Раньше, в советское время, вилопрокатный цех всегда был победителем социалистического соревнования на заводе наряду с колесопрокатным и трубоэлектросварочным. На первомайской демонстрации всегда нес знамя победителя соревнования с вышитыми золотом вилами… Ну, хорошо, хорошо. Не вилами, а портретом Ильича. Разницы все равно никакой.
Кстати, первомайская демонстрация в городе и сейчас проходит. Правда, лозунгов на ней сильно поубавилось, да и вообще каждый несет тот лозунг, который ему нравится. В прошлом году выходили с транспарантами «Здесь могла бы быть ваша реклама» или вовсе «Don’t worry, be happy». Можно возглавить колонну на трехколесном велосипеде, если ты подумал обо всем заранее и пришел с родителями, которые потащат его вместе с тобой на веревочке, когда ты устанешь крутить педали. Несут, конечно, и красные знамена с серпами, молотками и пятиконечными звездами. Их есть еще кому носить. Так, наверное, при Иване Грозном на парадах Великого княжества Московского выносили знамена уже несуществующих Тверского, Смоленского или Рязанского княжеств. Их несли сразу за царским штандартом с двуглавым орлом и Георгием Победоносцем князья-ветераны перед полками стрельцов. И только знамена Казанского, Астраханского и Сибирского ханств несли в самую последнюю очередь – после прохода Царь-пушки и сводного оркестра гусельников.
Вернемся, однако, на завод. Рассказывая о нем, невозможно пройти мимо водонапорной башни, сконструированной инженером Шуховым. Честно говоря я бы и прошел, тем более, что рассказывать о башне после прессов колесопрокатного цеха – все равно, что пить пиво после водки. Башня и башня. Ни тебе гидравлических цилиндров, ни облаков пара, ни всполохов огня. Она теперь даже и не водонапорная. Давно сняли с нее огромный резервуар для воды. Башню купил для завода на Нижегородской ярмарке еще в конце девятнадцатого века последний из дореволюционных владельцев завода – Антон Иванович Лессинг. Башня была так хороша, что Антон Иванович в нее влюбился. Потом-то он, конечно, со всей немецкой педантичностью высчитал и всем хвастался, что башня такой ажурной конструкции обошлась ему куда как дешевле, чем обычная, но про себя знал – за такую красоту заплатил бы и больше, кабы Шухов умел торговаться.
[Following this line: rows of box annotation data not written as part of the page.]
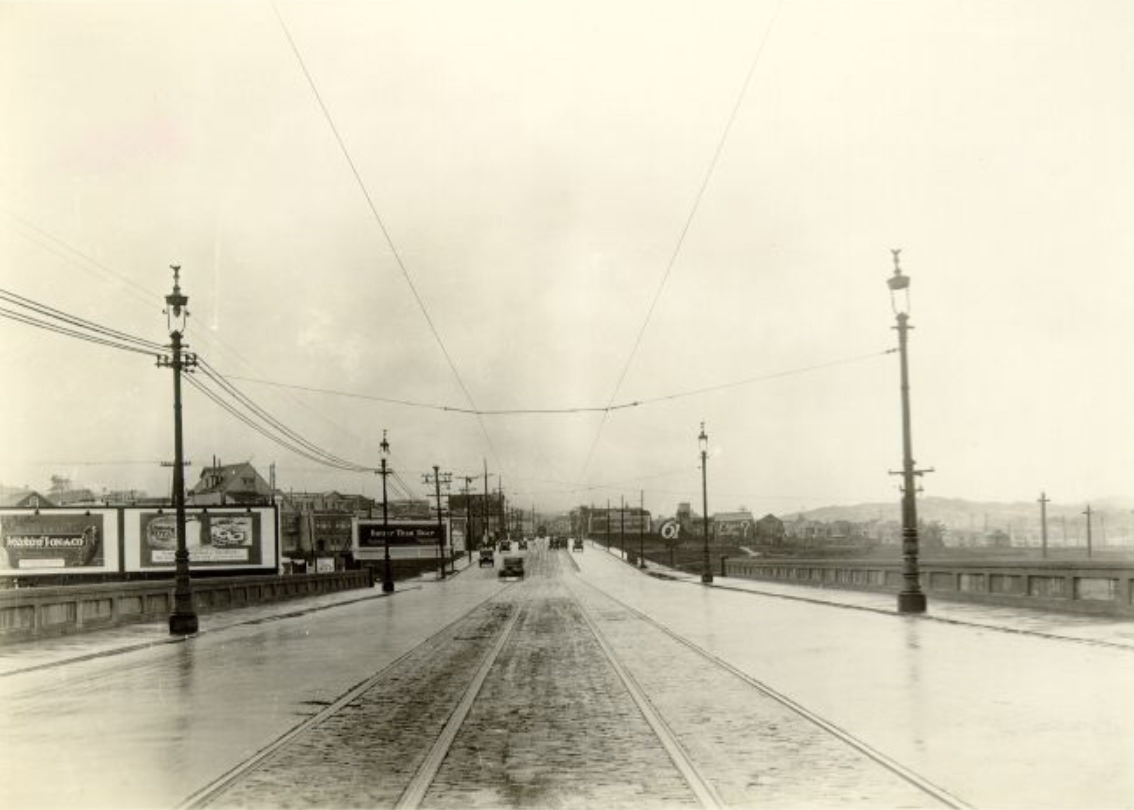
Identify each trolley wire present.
[272,2,500,464]
[583,0,784,473]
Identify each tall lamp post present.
[378,430,393,593]
[697,422,712,585]
[887,250,932,613]
[158,264,197,635]
[638,490,645,568]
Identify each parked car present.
[500,557,524,577]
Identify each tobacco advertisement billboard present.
[0,509,119,576]
[125,506,278,572]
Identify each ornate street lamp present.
[697,422,712,584]
[158,264,197,635]
[887,250,932,613]
[378,430,393,593]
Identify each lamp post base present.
[169,613,197,635]
[898,591,925,613]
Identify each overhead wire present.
[583,0,784,473]
[229,348,897,416]
[0,205,160,303]
[271,2,499,463]
[197,357,373,471]
[185,374,359,472]
[0,289,167,352]
[0,289,381,472]
[0,307,164,356]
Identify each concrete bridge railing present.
[721,557,1134,616]
[0,571,373,643]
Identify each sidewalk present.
[592,542,1134,649]
[0,555,469,677]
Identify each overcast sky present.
[0,0,1134,513]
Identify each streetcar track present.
[177,588,518,810]
[393,608,524,810]
[576,567,971,810]
[576,585,725,808]
[0,585,421,678]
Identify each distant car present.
[500,557,524,577]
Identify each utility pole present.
[607,498,610,551]
[422,464,452,580]
[460,475,473,555]
[887,250,932,613]
[158,264,197,635]
[1083,504,1091,559]
[481,458,491,545]
[1039,492,1051,559]
[618,495,626,559]
[378,429,393,593]
[638,489,645,568]
[497,475,508,538]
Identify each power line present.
[272,2,499,462]
[197,358,371,470]
[0,307,164,356]
[218,348,896,416]
[185,376,370,472]
[0,289,166,352]
[0,289,371,472]
[583,0,784,473]
[0,206,161,302]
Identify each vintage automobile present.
[500,557,524,579]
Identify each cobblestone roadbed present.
[189,549,966,808]
[572,581,963,808]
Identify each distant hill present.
[779,497,1134,543]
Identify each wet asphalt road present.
[0,535,1134,808]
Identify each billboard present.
[354,520,449,559]
[124,506,278,572]
[0,508,119,576]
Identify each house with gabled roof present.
[186,462,272,506]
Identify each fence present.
[0,571,373,641]
[721,558,1134,616]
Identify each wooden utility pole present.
[1039,492,1051,559]
[1083,504,1091,559]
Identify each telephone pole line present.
[1039,492,1051,559]
[422,464,452,580]
[1083,504,1092,559]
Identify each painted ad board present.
[0,509,119,576]
[354,520,449,559]
[124,506,278,572]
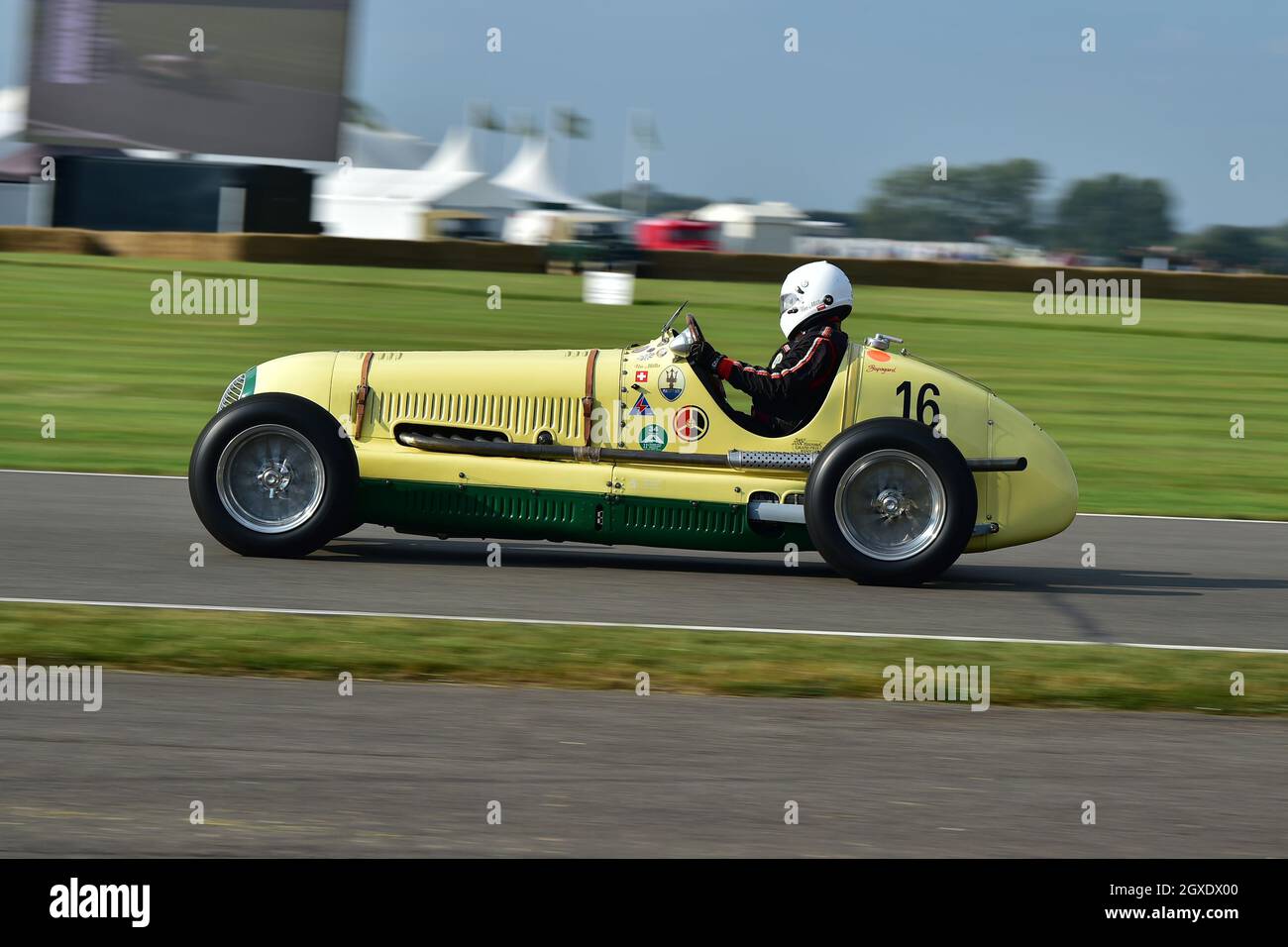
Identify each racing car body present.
[189,307,1077,582]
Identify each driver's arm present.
[712,329,840,401]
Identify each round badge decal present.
[673,404,711,443]
[640,424,669,451]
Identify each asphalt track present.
[0,674,1288,858]
[0,472,1288,650]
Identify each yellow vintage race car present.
[188,305,1078,583]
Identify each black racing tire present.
[805,417,979,585]
[188,393,358,558]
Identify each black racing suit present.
[700,318,850,437]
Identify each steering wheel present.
[684,313,733,414]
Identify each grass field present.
[0,254,1288,518]
[0,604,1288,715]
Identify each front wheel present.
[805,417,978,585]
[188,393,358,557]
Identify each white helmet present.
[778,261,854,339]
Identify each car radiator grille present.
[375,391,581,441]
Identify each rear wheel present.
[805,417,978,585]
[188,393,358,557]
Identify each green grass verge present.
[0,254,1288,518]
[0,604,1288,715]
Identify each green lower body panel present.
[358,479,811,553]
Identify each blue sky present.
[0,0,1288,228]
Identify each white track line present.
[0,596,1288,655]
[0,467,1288,526]
[0,468,188,480]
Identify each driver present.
[690,261,854,437]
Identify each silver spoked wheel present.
[215,424,326,532]
[836,450,948,562]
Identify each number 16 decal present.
[894,381,939,425]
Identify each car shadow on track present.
[312,536,1288,598]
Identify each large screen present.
[27,0,349,161]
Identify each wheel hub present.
[255,460,291,500]
[834,449,948,562]
[215,424,326,533]
[872,489,912,522]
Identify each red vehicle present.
[635,217,720,250]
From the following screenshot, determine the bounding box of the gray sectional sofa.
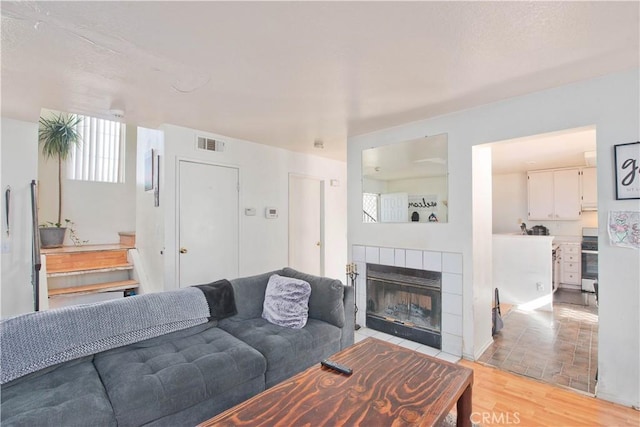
[0,268,354,427]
И в самом деле – на заводе все мужское. И огромные прессы, и прокатные станы, и чугун, даже мартеновская печь – мужик. В крайнем случае – бой-баба. И только башня – девушка. Ажурная, воздушная, с тонкой, изящной винтовой лестницей внутри. Что из того, что она не работает? «Не бывает напрасным прекрасное», – это сказано и про нее. И еще. Московская башня на Шаболовке – всего лишь несколько выксунских башен, поставленных одна на другую. Если вам в Выксе, узнав, что вы приехали из Москвы, не скажут об этом с плохо скрываемой гордостью – значит, вы разговариваете не с местным жителем, а с понаехавшим.